Lueck tells the television camera stuffed into the tight room that he’s grateful for the outpouring of support from home. “It’s not taken for granted, I can tell you.”

Some of that support is found on handmade signs inside a gate at Ramstein Air Base where troops returning from R&R in the States wait to board a plane headed down range.

One sign, hanging a good 15 feet from the ceiling, has the ubiquitous slogan “The Power of Pride” printed at its top; scrawled below are messages exhorting the troops, like “We got Him,” “Here’s 1 Canadian that’s proud of the U.S.A.!” and “We love you and your courage to stand tall.”

The several hundred men look noticeably grim, as they anticipate returning to battle. Symptoms of Post Traumatic Stress Disorder, or PTSD for short, don’t begin to manifest for at least two weeks — the exact amount of time these guys have been on leave. So these soldiers, with big, red 1’s and Old Ironsides patches on their shoulders, may be in acute mental distress.

But not one of them says a word when invited to speak with Sgt. Robert Monzon, a mental health specialist from Oxnard, Calif.

A noncommissioned officer in charge of a nearby mental health clinic, Monzon, 30, says there’s still a stigma in the armed forces for seeking out psychiatric help in a war zone. “Sometimes, they won’t get help until their post commander says, ‘You need help.’ Job performance drops and alcohol abuse increases, they get in fights.”

“You can tell the guys who come in from down range that are still in that mindset. They don’t say what they’re feeling, but it’s very stressful back home where they have to slow down and deal with everyday things like a wife or a job or just being with their kids. They easily can get feelings of being overwhelmed.”

It’s tough on the psyche, says Joey Marcus, a 42-year-old chief warrant officer on his second deployment. The Greenville resident is the officer in charge of a quick reaction force that responds to everything from a sniper firing on a supply caravan to distributing food to Iraqi children.

When Marcus is out on patrol in Tallil, where he is presently deployed, villagers who greeted him warmly one week will distance themselves the next, sometimes a sure sign that insurgents have come to town and intimidated the locals into steering clear of U.S.-led coalition forces.

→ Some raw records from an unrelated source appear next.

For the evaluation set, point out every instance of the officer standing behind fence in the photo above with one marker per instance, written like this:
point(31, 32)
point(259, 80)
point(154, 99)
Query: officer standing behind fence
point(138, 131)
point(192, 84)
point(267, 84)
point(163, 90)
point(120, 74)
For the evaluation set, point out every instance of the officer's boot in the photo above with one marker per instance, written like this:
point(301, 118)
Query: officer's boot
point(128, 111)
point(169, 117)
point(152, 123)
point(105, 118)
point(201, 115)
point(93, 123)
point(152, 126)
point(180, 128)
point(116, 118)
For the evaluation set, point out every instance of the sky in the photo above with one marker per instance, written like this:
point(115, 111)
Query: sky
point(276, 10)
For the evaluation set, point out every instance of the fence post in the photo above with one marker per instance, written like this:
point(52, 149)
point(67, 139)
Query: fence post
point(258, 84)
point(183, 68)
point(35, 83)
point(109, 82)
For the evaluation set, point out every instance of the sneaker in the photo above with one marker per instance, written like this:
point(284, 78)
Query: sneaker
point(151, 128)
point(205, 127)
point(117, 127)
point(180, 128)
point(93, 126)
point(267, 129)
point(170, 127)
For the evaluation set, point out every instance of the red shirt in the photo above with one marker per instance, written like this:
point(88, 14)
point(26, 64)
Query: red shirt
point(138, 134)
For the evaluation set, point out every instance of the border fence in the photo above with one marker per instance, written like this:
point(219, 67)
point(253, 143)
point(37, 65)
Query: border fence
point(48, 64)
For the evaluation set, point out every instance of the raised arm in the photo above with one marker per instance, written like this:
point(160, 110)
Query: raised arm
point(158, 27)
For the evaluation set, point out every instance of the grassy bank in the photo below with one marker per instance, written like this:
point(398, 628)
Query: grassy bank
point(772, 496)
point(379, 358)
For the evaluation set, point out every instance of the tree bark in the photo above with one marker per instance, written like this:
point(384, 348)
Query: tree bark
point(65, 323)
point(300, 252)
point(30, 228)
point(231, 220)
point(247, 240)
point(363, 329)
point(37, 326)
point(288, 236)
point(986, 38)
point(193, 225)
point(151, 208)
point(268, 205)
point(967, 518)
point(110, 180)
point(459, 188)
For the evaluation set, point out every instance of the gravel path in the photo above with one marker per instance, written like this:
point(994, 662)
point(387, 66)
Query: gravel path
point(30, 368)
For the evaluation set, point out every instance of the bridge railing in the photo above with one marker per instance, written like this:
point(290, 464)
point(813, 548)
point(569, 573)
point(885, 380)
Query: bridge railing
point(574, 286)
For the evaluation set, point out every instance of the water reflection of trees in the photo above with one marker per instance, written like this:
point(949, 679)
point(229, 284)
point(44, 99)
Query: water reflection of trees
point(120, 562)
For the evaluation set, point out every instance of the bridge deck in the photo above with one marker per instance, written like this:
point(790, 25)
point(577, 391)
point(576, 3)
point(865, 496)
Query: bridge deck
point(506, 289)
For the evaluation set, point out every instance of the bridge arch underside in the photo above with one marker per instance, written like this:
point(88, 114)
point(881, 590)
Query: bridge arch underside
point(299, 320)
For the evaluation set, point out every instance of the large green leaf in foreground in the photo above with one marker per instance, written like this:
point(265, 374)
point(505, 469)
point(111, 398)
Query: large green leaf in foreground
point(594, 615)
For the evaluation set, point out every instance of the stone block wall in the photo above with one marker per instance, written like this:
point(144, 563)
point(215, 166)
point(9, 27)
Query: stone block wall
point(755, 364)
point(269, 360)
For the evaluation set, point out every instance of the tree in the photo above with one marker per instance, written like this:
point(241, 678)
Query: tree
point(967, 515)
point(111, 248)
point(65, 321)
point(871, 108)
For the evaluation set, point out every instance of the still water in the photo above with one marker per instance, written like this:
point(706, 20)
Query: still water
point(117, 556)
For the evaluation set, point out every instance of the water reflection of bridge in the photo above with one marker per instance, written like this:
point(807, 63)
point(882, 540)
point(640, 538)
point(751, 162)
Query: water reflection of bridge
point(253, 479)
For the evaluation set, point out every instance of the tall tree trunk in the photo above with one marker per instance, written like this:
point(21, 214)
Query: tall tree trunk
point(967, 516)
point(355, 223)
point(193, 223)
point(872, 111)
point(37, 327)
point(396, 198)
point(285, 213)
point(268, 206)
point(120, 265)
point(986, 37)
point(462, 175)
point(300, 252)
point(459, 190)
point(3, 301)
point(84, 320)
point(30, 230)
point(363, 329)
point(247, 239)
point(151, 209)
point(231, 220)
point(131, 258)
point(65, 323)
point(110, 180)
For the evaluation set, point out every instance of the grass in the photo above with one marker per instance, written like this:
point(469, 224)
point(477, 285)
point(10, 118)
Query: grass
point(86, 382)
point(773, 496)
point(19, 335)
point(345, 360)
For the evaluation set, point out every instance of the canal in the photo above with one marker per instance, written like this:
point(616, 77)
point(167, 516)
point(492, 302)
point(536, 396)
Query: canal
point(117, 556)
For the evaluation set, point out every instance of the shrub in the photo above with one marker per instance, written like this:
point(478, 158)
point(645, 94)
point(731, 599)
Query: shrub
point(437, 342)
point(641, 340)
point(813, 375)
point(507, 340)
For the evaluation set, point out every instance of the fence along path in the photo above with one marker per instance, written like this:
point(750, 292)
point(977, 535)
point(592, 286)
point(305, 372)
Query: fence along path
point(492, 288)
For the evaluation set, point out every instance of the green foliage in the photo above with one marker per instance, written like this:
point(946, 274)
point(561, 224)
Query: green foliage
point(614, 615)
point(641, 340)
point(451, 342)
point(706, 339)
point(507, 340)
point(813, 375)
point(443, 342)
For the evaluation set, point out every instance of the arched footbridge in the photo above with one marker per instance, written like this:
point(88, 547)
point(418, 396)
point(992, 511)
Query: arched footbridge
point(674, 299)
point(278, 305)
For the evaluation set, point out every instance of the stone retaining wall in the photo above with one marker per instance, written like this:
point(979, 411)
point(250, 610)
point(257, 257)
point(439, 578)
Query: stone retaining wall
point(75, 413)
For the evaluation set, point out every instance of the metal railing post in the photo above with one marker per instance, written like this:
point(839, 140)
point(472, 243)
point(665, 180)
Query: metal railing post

In Vietnam, not knowing exactly who the enemy was took a toll on U.S. soldiers. Part of the collateral damage from that war was the surge in this country’s homeless population as returning vets found it difficult to readjust to civilian life.

Several soldiers interviewed for this story worry that the federal government is considering wholesale cuts to Veterans Administration hospitals’ mental health programs, especially due to the brutal aspect of this war’s door-to-door urban guerrilla warfare.

“Haven’t we learned anything (since Vietnam)?” asks one officer who chose not to be identified.

Apparently America has.

Even protesters back in America are making dual calls for ending the war and supporting the troops. To everyone back home, these men fighting in the streets of the Middle East are heroes; but many think they are victims, too.